Continued Resistance
However, the Right never abandoned its crimped and revisionist interpretation of the Constitution, that it didn't empower the federal government to do what the words of the Constitution said. Especially, in the South, white supremacists continued to insist on the extra-constitutional theories of "nullification" and on state "sovereignty," though it was eliminated when the Articles of Confederation were scrapped in 1787.
Though not based on a literal reading of the Constitution's words, the Right's revisionist interpretation gained traction because of the increased power of right-wing propaganda and because the American Left generally disdained the Constitution for other reasons, its defense of property rights and its compromises with Southern slaveholders.
So, instead of the Right's interpretation being viewed as make-believe, many Americans came to see the Right as defending the Founding document and liberals and the Left as violating its principles. Justice Scalia, in particular, has pushed this notion that he represents the "originalist" interpretation of the Constitution though he clearly doesn't. He really is just a right-wing ideologue who passes himself off as a legal theorist.

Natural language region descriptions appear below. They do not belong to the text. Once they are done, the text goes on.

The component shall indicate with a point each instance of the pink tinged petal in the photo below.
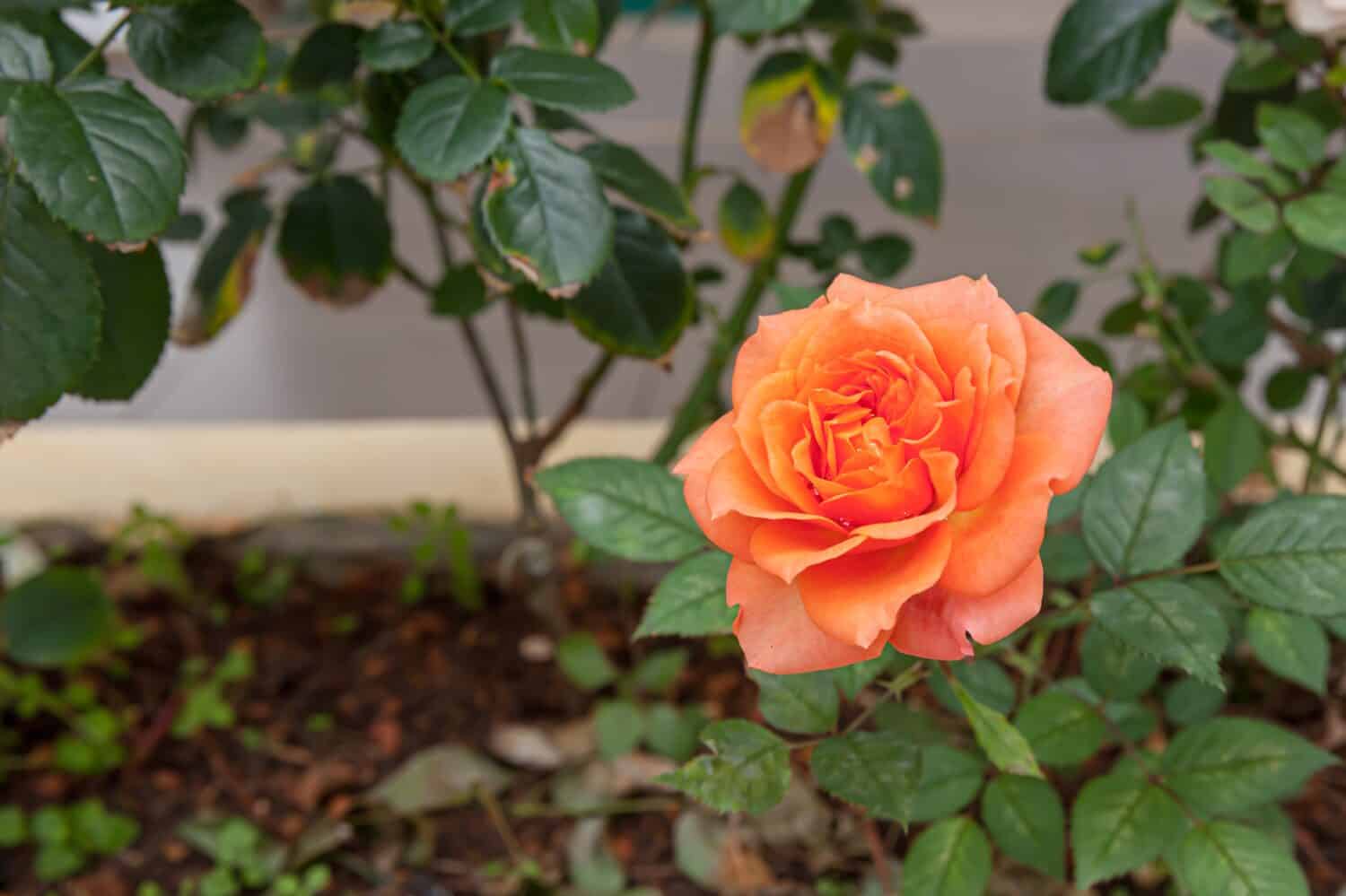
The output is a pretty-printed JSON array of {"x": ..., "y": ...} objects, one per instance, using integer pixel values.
[
  {"x": 777, "y": 634},
  {"x": 785, "y": 548},
  {"x": 960, "y": 303},
  {"x": 1065, "y": 398},
  {"x": 856, "y": 597},
  {"x": 759, "y": 354},
  {"x": 730, "y": 532},
  {"x": 936, "y": 624},
  {"x": 735, "y": 487}
]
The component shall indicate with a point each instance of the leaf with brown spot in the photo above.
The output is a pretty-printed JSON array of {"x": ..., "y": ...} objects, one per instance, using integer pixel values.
[{"x": 789, "y": 112}]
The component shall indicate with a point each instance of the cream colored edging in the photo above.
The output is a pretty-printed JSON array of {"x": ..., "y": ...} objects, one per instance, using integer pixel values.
[
  {"x": 217, "y": 475},
  {"x": 221, "y": 475}
]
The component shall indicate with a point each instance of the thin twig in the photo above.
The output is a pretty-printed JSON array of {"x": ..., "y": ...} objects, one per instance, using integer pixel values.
[
  {"x": 1334, "y": 382},
  {"x": 96, "y": 53},
  {"x": 524, "y": 366},
  {"x": 696, "y": 96},
  {"x": 487, "y": 799}
]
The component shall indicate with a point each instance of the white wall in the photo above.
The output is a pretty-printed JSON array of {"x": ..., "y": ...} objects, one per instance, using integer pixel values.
[{"x": 1027, "y": 185}]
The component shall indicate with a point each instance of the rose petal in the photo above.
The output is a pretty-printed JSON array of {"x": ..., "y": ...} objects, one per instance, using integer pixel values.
[
  {"x": 1065, "y": 398},
  {"x": 759, "y": 354},
  {"x": 1060, "y": 420},
  {"x": 737, "y": 487},
  {"x": 856, "y": 597},
  {"x": 936, "y": 623},
  {"x": 777, "y": 634},
  {"x": 730, "y": 532},
  {"x": 947, "y": 309},
  {"x": 785, "y": 548}
]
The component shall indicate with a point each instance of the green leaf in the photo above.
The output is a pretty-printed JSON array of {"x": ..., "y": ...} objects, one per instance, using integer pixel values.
[
  {"x": 48, "y": 303},
  {"x": 1027, "y": 822},
  {"x": 121, "y": 169},
  {"x": 1138, "y": 514},
  {"x": 890, "y": 142},
  {"x": 1230, "y": 764},
  {"x": 619, "y": 724},
  {"x": 853, "y": 678},
  {"x": 1291, "y": 646},
  {"x": 627, "y": 508},
  {"x": 23, "y": 57},
  {"x": 875, "y": 770},
  {"x": 562, "y": 81},
  {"x": 1244, "y": 204},
  {"x": 949, "y": 858},
  {"x": 745, "y": 222},
  {"x": 1098, "y": 255},
  {"x": 202, "y": 51},
  {"x": 65, "y": 46},
  {"x": 1233, "y": 446},
  {"x": 584, "y": 662},
  {"x": 1060, "y": 728},
  {"x": 691, "y": 600},
  {"x": 1163, "y": 108},
  {"x": 1004, "y": 745},
  {"x": 1106, "y": 48},
  {"x": 1128, "y": 419},
  {"x": 949, "y": 780},
  {"x": 672, "y": 732},
  {"x": 548, "y": 214},
  {"x": 1114, "y": 667},
  {"x": 328, "y": 58},
  {"x": 470, "y": 18},
  {"x": 804, "y": 704},
  {"x": 1319, "y": 220},
  {"x": 223, "y": 277},
  {"x": 1065, "y": 557},
  {"x": 794, "y": 298},
  {"x": 451, "y": 126},
  {"x": 642, "y": 300},
  {"x": 753, "y": 16},
  {"x": 1238, "y": 161},
  {"x": 396, "y": 46},
  {"x": 1168, "y": 621},
  {"x": 460, "y": 292},
  {"x": 570, "y": 26},
  {"x": 56, "y": 618},
  {"x": 13, "y": 826},
  {"x": 985, "y": 680},
  {"x": 1189, "y": 701},
  {"x": 57, "y": 861},
  {"x": 747, "y": 770},
  {"x": 1291, "y": 556},
  {"x": 630, "y": 174},
  {"x": 594, "y": 869},
  {"x": 1224, "y": 858},
  {"x": 1291, "y": 137},
  {"x": 657, "y": 673},
  {"x": 1287, "y": 387},
  {"x": 1057, "y": 303},
  {"x": 885, "y": 256},
  {"x": 1245, "y": 256},
  {"x": 136, "y": 306},
  {"x": 336, "y": 241},
  {"x": 1120, "y": 821}
]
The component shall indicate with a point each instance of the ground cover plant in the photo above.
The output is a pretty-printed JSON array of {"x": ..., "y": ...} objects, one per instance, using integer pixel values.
[{"x": 875, "y": 618}]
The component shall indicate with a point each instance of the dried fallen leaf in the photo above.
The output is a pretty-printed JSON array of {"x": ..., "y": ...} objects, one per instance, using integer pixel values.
[{"x": 439, "y": 778}]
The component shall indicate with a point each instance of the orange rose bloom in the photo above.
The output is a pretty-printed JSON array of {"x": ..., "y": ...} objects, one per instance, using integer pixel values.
[{"x": 885, "y": 474}]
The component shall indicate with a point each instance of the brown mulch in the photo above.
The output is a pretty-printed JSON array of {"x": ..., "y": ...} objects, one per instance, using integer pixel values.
[{"x": 408, "y": 677}]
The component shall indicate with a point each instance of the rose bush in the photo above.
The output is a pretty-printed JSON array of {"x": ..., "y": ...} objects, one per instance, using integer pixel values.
[{"x": 886, "y": 470}]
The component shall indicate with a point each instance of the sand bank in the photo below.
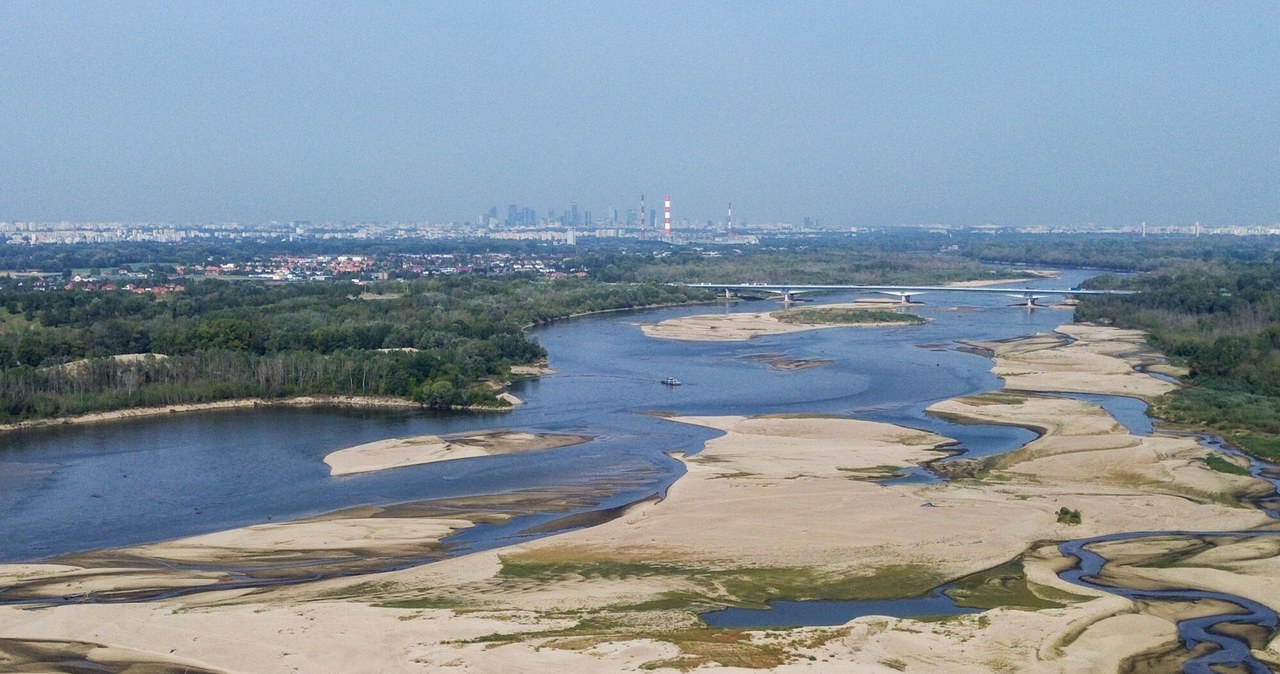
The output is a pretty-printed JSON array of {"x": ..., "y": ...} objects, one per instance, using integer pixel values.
[
  {"x": 1100, "y": 360},
  {"x": 744, "y": 326},
  {"x": 773, "y": 508},
  {"x": 400, "y": 452}
]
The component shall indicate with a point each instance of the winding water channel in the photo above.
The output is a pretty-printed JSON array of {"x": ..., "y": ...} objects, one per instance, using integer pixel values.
[{"x": 77, "y": 489}]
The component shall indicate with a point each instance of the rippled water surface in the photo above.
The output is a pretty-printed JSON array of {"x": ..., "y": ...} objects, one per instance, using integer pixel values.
[{"x": 83, "y": 487}]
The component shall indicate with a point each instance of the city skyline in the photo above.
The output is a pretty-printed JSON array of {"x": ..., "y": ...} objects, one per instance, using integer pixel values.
[{"x": 865, "y": 114}]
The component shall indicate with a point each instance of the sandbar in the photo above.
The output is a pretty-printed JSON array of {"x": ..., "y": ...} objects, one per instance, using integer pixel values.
[
  {"x": 746, "y": 325},
  {"x": 400, "y": 452},
  {"x": 776, "y": 508}
]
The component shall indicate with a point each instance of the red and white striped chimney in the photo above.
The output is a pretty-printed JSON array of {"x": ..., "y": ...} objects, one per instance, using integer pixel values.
[{"x": 666, "y": 218}]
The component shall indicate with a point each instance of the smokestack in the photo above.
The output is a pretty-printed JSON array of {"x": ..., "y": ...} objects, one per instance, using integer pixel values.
[
  {"x": 666, "y": 218},
  {"x": 641, "y": 216}
]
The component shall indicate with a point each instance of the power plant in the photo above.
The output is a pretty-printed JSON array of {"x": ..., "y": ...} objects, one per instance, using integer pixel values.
[{"x": 666, "y": 218}]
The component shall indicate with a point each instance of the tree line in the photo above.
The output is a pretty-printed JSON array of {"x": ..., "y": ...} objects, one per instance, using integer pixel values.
[
  {"x": 1223, "y": 320},
  {"x": 440, "y": 342}
]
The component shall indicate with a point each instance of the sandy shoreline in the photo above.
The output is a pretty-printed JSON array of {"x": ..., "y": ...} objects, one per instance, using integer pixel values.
[{"x": 777, "y": 507}]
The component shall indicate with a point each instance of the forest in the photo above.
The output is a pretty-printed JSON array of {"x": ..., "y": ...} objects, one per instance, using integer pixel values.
[
  {"x": 440, "y": 342},
  {"x": 1223, "y": 320}
]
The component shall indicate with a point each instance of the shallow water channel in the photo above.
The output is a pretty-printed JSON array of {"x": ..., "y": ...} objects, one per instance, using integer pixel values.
[{"x": 77, "y": 489}]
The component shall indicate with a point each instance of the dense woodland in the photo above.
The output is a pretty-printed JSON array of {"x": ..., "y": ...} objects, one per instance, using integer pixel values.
[
  {"x": 442, "y": 340},
  {"x": 439, "y": 342},
  {"x": 1223, "y": 321}
]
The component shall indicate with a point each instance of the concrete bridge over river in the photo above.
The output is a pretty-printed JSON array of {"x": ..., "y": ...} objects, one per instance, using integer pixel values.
[{"x": 789, "y": 292}]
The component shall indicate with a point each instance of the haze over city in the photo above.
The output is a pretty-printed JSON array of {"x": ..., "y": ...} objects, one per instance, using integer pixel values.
[{"x": 854, "y": 114}]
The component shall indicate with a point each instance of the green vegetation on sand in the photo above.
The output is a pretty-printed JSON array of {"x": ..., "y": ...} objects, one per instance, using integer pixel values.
[{"x": 842, "y": 316}]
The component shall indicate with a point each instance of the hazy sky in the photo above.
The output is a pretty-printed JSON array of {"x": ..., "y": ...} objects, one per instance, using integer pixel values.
[{"x": 853, "y": 113}]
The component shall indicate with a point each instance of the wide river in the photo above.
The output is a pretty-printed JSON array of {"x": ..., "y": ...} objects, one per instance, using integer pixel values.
[{"x": 91, "y": 486}]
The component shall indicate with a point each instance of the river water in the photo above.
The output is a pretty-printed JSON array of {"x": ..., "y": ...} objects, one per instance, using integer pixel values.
[{"x": 92, "y": 486}]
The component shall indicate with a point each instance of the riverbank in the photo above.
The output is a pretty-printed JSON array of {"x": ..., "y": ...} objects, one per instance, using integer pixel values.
[
  {"x": 240, "y": 403},
  {"x": 370, "y": 402},
  {"x": 776, "y": 508}
]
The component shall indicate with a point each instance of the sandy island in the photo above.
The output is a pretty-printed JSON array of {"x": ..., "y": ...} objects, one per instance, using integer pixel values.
[
  {"x": 397, "y": 452},
  {"x": 743, "y": 326},
  {"x": 776, "y": 508}
]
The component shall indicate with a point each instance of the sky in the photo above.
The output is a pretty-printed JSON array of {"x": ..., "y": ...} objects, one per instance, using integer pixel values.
[{"x": 856, "y": 114}]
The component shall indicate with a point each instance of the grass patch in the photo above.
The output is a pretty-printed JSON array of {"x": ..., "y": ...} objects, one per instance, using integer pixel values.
[
  {"x": 739, "y": 586},
  {"x": 1248, "y": 421},
  {"x": 844, "y": 316},
  {"x": 723, "y": 647},
  {"x": 1006, "y": 586},
  {"x": 1225, "y": 466}
]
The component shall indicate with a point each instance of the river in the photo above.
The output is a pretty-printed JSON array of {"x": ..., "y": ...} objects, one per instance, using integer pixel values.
[
  {"x": 83, "y": 487},
  {"x": 92, "y": 486}
]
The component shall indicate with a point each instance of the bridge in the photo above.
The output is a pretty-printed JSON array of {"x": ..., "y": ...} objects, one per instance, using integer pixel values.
[{"x": 789, "y": 292}]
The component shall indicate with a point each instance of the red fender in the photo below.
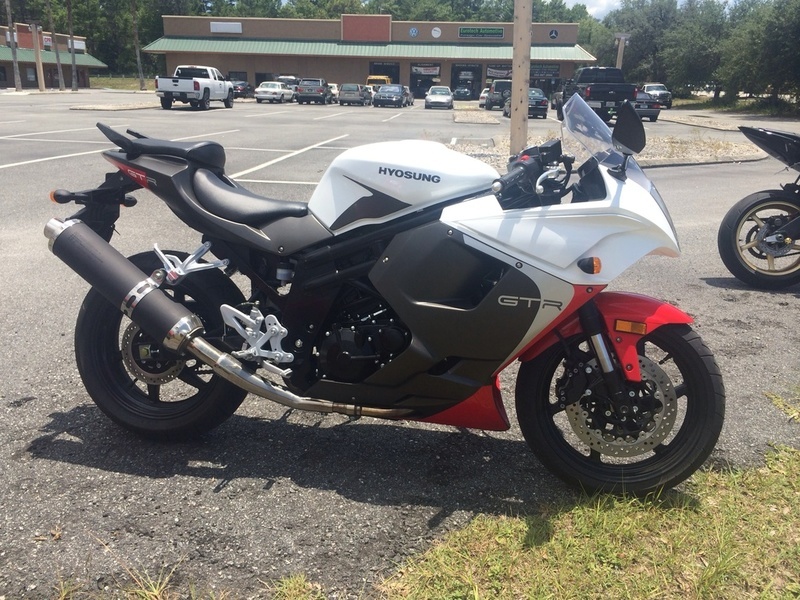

But that is the way the Right has rolled when it comes to the Constitution and the Federalist Papers, whose primary author and creator was Alexander Hamilton. The right-wing ideologues cherry-pick a few quotes from the Federalist Papers and twist whatever words might be useful in the Constitution -- and then count on the mainstream news media to shy away from any serious debate over the "complexity" of the constitutional history.
With such legal "scholarship" prevailing, it shouldn't come as a total surprise that today's Supreme Court Five might end up ruling that a corporation's "freedom of religion" trumps the religious and moral beliefs of actual citizens.
Whatever it takes to undermine Obamacare!